A gestão do Hospital Municipal São José (HMSJ) apresentou um panorama detalhado de suas operações, revelando números expressivos. A instituição registrou mais de 197 mil atendimentos ao longo de 2025, com o setor de pronto-socorro recebendo entre 6 mil e 7 mil pacientes mensalmente. A projeção indica uma continuidade no aumento do volume de atendimentos em 2026, o que reforça a necessidade de medidas emergenciais.

Para enfrentar a demanda crescente e otimizar o atendimento de casos graves, o HMSJ informou que está em fase de planejamento e reforma para a ampliação de leitos de Unidade de Terapia Intensiva (UTI). Paralelamente, a comissão analisou a extensa fila de espera para procedimentos eletivos, que atualmente conta com 1.308 cirurgias pendentes. Este dado acendeu um alerta entre os vereadores sobre a urgência em agilizar os processos de agendamento e execução dessas intervenções cirúrgicas, visando reduzir o sofrimento dos pacientes.

A representante da Secretaria de Estado da Saúde de Santa Catarina (SES-SC), Graziela Vieira, apresentou dados sobre a oferta de leitos na região e no estado. Santa Catarina dispõe de 18.961 leitos, com 71,18% destinados ao SUS. Na região em foco, são 921 leitos SUS e 444 de rede privada.
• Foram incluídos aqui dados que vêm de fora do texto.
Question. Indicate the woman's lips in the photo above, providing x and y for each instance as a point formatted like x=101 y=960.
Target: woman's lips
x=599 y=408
Vieira ressaltou a importância da atualização constante do Cadastro Nacional de Estabelecimentos de Saúde (CNES) para um planejamento eficaz. Ela também mencionou esforços do Estado para descentralizar serviços de saúde em regiões vizinhas, como Jaraguá do Sul e Mafra, a fim de aliviar a pressão sobre os hospitais de Joinville, que historicamente recebem pacientes de outras localidades.